Practical Computing Exercise for Week 3 :The quine exercise: Absenteeism from School in Rural New South Wales Solutions

Aims of this practical exercise

In this exercise you will:

  • get some practice using R markdown
  • fit a variety of models to the quine data involving a variety of transformations.

Before you undertake this exercise…

You need to have installed R, RStudio, and the necessary packages for the course, including the ELMER package. See how to get set up for this course

Get the data

The quine data is in the MASS package. look at its help page for a description using ?quine.

data(quine, package="MASS")
str(quine)
'data.frame':   146 obs. of  5 variables:
 $ Eth : Factor w/ 2 levels "A","N": 1 1 1 1 1 1 1 1 1 1 ...
 $ Sex : Factor w/ 2 levels "F","M": 2 2 2 2 2 2 2 2 2 2 ...
 $ Age : Factor w/ 4 levels "F0","F1","F2",..: 1 1 1 1 1 1 1 1 2 2 ...
 $ Lrn : Factor w/ 2 levels "AL","SL": 2 2 2 1 1 1 1 1 2 2 ...
 $ Days: int  2 11 14 5 5 13 20 22 6 6 ...

The problem

There are many different approaches for finding a transformation. One major problem with the log transformation is that it cannot handle response values of zero. A common tweak is to add a small increment to the zero values in the data; another is to add a constant to all response values. The logtrans() function in the MASS package will help find a suitable \(\alpha\) for the expression \(y^\prime=\log(y+\alpha)\) for the transformed response variable. We will investigate the benefits of this transformation using the example for this function.

    library(MASS)

Attaching package: 'MASS'
The following object is masked from 'package:dplyr':

    select
    example(logtrans)

Here is the text from the help page for your convenience…

logtrans(Days ~ Age*Sex*Eth*Lrn, data = quine,
         alpha = seq(0.75, 6.5, len=20))

The question

Q: Confirm that this transformation is sensible under the Box-Cox paradigm. That is, make a transformed response variable (\(y+\alpha\)) using the preferred \(\alpha\) and check that the Box-Cox methodology does suggest the log transformation is appropriate.

A: It looks like setting alpha=2.5 is about good enough. Make the new variable as part of the model fitting (as below) or actually make a new variable if you prefer.

boxcox((Days+2.5) ~ Age*Sex*Eth*Lrn, data = quine)
Box-Cox transformation evaluation for the multiplicative model fitted to the transformed response

Box-Cox transformation evaluation for the multiplicative model fitted to the transformed response

A: The confidence interval includes zero so the log is the best option.

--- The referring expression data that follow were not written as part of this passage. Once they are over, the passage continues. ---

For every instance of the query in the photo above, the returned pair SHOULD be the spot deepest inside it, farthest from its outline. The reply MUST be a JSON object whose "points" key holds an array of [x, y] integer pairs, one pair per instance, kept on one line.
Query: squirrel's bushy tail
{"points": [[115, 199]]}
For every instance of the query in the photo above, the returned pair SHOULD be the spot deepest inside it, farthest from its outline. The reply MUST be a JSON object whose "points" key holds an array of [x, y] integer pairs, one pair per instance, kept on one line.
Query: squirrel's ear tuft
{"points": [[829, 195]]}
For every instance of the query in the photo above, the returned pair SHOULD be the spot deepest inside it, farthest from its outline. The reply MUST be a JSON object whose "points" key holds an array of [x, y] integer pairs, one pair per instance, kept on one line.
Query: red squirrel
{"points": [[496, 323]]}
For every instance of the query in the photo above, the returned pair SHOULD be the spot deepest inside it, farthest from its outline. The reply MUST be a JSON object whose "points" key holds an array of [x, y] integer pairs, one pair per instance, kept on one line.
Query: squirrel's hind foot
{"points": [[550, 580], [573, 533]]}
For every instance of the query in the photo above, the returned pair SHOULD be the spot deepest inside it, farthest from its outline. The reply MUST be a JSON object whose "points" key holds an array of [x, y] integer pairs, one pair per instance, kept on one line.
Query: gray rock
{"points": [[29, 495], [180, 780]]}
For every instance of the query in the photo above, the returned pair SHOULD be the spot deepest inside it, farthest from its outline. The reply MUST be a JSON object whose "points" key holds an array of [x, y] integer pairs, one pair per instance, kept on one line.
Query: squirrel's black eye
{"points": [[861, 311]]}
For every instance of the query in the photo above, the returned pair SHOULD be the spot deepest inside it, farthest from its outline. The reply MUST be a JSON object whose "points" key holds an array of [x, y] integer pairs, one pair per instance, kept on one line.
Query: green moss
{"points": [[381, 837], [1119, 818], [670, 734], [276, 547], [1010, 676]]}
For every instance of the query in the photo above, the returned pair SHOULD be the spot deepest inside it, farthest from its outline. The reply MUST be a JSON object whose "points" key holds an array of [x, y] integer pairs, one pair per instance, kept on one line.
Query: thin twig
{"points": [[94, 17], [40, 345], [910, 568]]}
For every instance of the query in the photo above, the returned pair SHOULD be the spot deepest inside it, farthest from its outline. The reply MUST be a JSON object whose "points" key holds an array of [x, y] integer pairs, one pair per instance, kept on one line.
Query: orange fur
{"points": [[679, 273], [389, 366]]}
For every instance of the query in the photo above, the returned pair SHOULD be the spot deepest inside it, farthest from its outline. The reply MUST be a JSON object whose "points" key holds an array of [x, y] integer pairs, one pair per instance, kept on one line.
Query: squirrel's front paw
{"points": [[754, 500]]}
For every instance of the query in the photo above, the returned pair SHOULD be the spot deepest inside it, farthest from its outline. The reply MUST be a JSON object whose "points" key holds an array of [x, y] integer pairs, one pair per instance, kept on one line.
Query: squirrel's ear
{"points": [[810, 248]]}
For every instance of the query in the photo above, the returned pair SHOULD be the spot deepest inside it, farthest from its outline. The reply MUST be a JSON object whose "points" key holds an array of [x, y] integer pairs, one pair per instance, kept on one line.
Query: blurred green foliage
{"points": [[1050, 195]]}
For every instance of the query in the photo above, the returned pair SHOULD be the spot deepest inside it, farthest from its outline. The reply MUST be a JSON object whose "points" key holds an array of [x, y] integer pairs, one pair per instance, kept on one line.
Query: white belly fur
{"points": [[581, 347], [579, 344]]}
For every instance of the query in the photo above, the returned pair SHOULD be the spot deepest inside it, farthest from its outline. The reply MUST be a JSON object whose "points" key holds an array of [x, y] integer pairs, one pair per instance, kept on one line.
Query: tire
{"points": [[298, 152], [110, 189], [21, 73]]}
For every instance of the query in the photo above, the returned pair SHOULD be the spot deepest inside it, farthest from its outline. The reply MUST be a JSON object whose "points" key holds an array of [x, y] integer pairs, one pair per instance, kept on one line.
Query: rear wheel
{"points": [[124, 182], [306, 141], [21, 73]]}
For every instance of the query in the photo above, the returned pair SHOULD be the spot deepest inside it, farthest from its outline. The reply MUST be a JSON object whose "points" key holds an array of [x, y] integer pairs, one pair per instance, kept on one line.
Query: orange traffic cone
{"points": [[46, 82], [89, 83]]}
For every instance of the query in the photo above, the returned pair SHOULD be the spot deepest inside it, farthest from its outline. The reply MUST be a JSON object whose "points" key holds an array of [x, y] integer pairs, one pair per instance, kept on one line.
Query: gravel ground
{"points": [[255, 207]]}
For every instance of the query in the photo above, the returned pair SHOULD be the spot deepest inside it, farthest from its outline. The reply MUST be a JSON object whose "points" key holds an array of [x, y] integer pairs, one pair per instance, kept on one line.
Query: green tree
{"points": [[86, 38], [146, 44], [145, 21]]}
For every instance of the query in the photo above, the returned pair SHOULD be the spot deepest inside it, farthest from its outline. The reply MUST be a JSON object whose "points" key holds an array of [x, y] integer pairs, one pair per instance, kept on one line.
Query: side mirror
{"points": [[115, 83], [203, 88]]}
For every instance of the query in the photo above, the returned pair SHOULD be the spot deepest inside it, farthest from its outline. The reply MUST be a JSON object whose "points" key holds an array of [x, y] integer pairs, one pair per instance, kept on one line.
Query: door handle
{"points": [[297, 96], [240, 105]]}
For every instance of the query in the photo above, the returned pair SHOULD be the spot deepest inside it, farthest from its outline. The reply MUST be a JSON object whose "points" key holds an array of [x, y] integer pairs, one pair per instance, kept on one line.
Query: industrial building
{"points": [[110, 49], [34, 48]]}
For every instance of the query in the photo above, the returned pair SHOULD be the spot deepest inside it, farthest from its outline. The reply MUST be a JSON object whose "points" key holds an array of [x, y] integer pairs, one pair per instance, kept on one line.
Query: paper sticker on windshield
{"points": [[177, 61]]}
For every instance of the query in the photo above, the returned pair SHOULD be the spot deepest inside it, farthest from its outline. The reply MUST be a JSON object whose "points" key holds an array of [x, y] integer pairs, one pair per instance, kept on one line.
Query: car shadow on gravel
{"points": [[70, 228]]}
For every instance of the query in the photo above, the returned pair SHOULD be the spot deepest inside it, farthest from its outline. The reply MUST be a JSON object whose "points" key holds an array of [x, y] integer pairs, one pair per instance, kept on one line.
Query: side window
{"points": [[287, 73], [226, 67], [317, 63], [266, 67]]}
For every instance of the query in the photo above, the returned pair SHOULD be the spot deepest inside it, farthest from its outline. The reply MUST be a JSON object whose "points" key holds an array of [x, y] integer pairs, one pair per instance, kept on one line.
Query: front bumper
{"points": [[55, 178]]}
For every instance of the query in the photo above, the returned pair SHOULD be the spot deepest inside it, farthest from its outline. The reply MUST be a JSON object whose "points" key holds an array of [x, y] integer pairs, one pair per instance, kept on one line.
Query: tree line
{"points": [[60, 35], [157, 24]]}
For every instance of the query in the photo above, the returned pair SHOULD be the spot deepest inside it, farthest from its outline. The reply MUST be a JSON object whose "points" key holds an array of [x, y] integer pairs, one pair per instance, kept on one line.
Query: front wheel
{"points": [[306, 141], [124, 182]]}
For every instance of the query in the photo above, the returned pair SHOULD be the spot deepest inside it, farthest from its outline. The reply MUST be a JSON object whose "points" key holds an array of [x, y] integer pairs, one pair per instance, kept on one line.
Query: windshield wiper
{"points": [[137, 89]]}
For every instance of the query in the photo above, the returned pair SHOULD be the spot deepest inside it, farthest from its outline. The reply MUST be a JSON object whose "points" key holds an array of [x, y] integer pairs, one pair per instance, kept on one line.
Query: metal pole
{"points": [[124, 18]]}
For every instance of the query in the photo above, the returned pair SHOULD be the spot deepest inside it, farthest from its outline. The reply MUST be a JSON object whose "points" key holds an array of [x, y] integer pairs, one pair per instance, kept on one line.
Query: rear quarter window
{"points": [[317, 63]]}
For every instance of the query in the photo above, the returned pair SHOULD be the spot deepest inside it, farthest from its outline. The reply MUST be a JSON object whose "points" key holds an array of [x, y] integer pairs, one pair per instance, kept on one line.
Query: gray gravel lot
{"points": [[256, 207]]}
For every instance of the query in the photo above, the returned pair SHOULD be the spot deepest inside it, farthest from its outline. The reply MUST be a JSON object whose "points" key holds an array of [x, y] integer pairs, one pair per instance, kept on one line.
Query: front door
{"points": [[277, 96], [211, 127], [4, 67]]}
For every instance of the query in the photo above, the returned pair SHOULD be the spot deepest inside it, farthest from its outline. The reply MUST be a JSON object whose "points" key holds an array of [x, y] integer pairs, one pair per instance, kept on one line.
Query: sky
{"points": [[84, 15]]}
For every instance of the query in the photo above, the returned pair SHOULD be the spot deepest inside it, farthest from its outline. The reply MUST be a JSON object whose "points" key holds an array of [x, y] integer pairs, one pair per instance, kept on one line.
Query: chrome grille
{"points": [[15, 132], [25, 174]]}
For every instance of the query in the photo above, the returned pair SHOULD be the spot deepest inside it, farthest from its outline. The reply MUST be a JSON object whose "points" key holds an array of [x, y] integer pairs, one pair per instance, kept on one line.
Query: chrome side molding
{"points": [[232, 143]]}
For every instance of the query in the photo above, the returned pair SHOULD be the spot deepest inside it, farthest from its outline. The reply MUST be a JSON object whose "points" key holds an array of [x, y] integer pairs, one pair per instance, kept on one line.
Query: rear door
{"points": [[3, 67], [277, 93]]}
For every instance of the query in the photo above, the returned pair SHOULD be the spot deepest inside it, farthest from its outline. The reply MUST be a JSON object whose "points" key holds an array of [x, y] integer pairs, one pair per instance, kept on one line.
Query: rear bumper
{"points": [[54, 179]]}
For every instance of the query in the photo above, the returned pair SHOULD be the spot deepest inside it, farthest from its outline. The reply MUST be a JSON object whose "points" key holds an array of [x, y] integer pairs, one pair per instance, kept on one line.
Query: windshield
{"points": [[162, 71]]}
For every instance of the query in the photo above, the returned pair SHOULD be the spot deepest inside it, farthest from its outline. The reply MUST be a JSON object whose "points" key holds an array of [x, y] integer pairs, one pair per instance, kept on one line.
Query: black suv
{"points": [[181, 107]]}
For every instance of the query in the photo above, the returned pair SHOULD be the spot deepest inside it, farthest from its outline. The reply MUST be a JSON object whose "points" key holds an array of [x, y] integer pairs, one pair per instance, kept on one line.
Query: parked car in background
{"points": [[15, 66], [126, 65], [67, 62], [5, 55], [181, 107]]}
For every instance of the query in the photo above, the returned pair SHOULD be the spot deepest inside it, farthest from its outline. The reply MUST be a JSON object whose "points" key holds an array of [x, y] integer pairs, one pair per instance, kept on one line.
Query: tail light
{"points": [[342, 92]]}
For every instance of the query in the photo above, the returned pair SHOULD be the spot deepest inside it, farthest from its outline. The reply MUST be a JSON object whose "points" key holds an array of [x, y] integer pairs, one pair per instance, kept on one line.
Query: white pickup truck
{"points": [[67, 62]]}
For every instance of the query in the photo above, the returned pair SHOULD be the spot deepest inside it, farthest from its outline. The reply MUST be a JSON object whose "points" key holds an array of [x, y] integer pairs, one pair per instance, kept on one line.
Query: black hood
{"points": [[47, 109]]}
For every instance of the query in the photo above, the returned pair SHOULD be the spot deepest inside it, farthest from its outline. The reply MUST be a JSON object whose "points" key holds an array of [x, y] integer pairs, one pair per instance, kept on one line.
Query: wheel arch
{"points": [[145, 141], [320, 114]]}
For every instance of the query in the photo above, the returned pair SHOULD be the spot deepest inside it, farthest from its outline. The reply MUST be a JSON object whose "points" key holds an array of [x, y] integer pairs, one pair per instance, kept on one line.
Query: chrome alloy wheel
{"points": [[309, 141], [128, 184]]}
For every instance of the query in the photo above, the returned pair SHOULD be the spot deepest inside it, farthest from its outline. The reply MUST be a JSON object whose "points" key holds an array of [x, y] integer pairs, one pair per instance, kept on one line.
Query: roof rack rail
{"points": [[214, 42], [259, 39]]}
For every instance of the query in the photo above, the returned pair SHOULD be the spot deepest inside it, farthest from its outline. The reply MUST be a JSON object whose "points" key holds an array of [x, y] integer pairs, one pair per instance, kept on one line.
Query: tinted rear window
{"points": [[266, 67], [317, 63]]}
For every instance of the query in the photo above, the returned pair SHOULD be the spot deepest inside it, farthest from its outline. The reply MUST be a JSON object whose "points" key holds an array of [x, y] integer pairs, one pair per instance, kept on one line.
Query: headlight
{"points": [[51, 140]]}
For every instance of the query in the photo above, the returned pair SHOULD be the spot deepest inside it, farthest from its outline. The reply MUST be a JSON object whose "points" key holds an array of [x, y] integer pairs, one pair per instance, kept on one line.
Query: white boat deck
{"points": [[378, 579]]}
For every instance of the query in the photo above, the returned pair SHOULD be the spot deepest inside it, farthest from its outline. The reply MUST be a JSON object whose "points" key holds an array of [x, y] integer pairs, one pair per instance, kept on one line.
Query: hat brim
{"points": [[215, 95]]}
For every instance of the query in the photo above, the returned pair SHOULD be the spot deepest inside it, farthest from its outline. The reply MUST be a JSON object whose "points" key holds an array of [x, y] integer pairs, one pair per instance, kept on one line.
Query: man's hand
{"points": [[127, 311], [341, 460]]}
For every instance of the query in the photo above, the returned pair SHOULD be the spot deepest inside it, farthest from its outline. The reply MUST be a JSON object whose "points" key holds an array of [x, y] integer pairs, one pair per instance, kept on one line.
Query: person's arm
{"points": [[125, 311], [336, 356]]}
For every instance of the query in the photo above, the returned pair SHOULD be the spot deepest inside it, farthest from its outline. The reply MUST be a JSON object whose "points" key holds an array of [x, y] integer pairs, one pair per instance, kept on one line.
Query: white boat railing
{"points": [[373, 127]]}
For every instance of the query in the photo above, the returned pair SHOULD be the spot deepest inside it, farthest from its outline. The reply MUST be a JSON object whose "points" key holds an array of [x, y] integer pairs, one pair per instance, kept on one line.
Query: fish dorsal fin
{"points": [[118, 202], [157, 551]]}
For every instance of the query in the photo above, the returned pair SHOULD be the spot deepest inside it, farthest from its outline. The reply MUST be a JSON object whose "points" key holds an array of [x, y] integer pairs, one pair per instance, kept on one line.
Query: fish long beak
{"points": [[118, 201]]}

N.B. the interval does not include 1 (no transformation) nor the commonly used square root transformation.

Q: The model used in this example is multiplicative. Determine if the transformation suggested is appropriate if an additive model is to be used instead. That is, remove all interactions and check that the selection of \(\alpha\) remains appropriate.

logtrans(Days ~ Age+Sex+Eth+Lrn, data = quine,
         alpha = seq(0.75, 6.5, len=20))

A: The confidence interval is wide enough to include the value 2.5 from above, so this becomes a reasonable option for comparing the multiplicative and additive models.